A Village of Angels

For Sixth Former Lucy Brainard, it's always the season of giving.
During a summer 2012 Groton School trip to Tanzania, Lucy met a Maasai girl known as Margaret, a student at the Orkeeswa School. Since 2010, Groton School students have visited Orkeeswa in an intensive experience of learning, service, and friendship. "Going into it, I didn't think we would have much in common," Lucy says. "But we have these real, lasting friendships with the kids there."

Of all of Lucy's friends in Tanzania, Margaret made a special impact: she has motivated Lucy to spend every school vacation selling beaded angels crafted by the Maasai women of the village. To Lucy, the reward is tangible: every 240 angels sold allows one child to attend the Orkeeswa School for a year.
 
Margaret began promoting her village's handiwork after attending a leadership conference in Dar es Salaam, Tanzania's largest city. At the conference, she was required to propose a microfinance project that would help her community. Margaret recognized the appeal of the delicate beadwork, and ultimately launched her initiative, asking Lucy and other Groton students if they could help broaden her market. Woodshop teacher Douglas Brown created wooden templates, so the angels could be more uniform.
 
Lucy now sells angels any chance she can. As soon as she returned from Tanzania, she sold the angels in Old Saybrook, Connecticut, where she visits her grandparents during the summer. “I sold 150 angels in one two-hour period,” she says. “I knew the community there was going to do it for me, as well as wanting to help the Orkeeswa School.”

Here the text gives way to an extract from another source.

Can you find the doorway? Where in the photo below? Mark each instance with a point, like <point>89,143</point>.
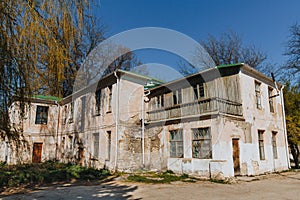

Last summer, Lucy sold angels each week at the farmers markets in Old Saybrook. With other students who traveled to Tanzania, she has sold the angels during Parents Weekend. She also built a website over the summer, orkeeswasangels.wordpress.com, to spread information about the beaded angels, belts, jewelry, and ornaments—and about the cause.
 
A few weeks ago, over Thanksgiving break, Lucy set up shop again, selling the angels at a church fair in her home town of Lyme, Connecticut.  Over Christmas vacation, she'll sell them at a Lyme coffee shop. Three students have been able to attend the Orkeeswa School for the past three years because of the sale of these angels and other beaded crafts. 

I do this project because of the impact the community had on me,” Lucy explains. “They were the most inspirational people I'd ever met—they really never stopped smiling or dreaming.”
 
More than anything, Lucy loves receiving letters from her friends in Tanzania; they sometimes thank her for supporting Margaret’s project. “Most of them never expected to be given the opportunity to complete secondary school and maybe even university,” Lucy says. “I just want to help my friends go to school, smile, and continue to dream big.”